In the last few weeks, I have finally gotten my lower GI pain mostly under control. My baseline pain is lower but I am still having colitis attacks about twice a week for 2-3 hours. I don’t know what is triggering the colitis so I can’t stop it. The good news is that most of the time, my pain level is lower. The bad news is that when it’s not controlled, it is unbelievably painful. Like can’t stand up straight, think my intestines might somehow drill through my abdominal wall and enter the outside world Alien-style, painful. It is awful and unpredictable and really frustrating.

This morning after I got off the train near work, I started having bad lower GI pains. I got to work and was stuck there until the attack subsided. I took all relevant meds but these episodes seem to be self limiting and resistant to symptom interventions. I sat at my desk with my legs up and distracted myself from the pain with work.

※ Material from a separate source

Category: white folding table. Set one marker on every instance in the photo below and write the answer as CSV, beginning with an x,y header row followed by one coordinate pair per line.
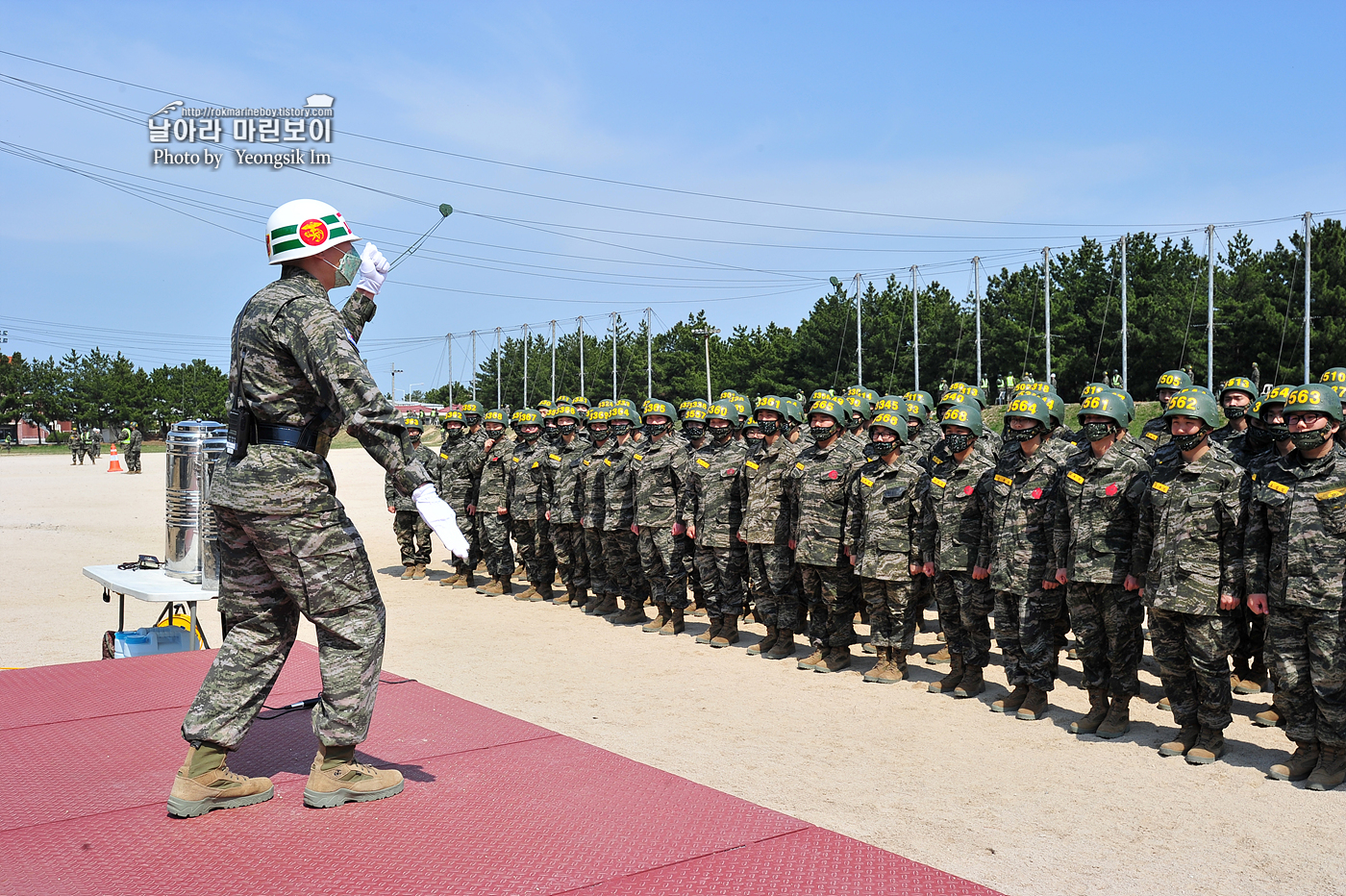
x,y
151,585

A coworker and I were chatting and I told her about my abdominal pain which was presently terrible. I don’t know what caused this realization but I realized while we were talking that she had no idea I was in pain before I told her. That really jarred me. I have been in pain for so long that my body has adapted to a neutral affect in response. People not only can’t tell that I’m sick but they also can’t tell when I am in serious pain.

I felt suddenly this swell of loneliness. It was momentary but overwhelming. I made a choice to share my life openly. People read about my pain but something is always lost when you distill emotions and moments into words. Over time, I have developed a complicated and difficult but enriching life and this world exists solely within the confines of my body. My friends and family can visit this place but they can’t stay.

I am alone in this strange place. I know how to be alone. But being alone in this body and this pain and this struggle is a different kind of alone, a solitary vigil in an invisible space.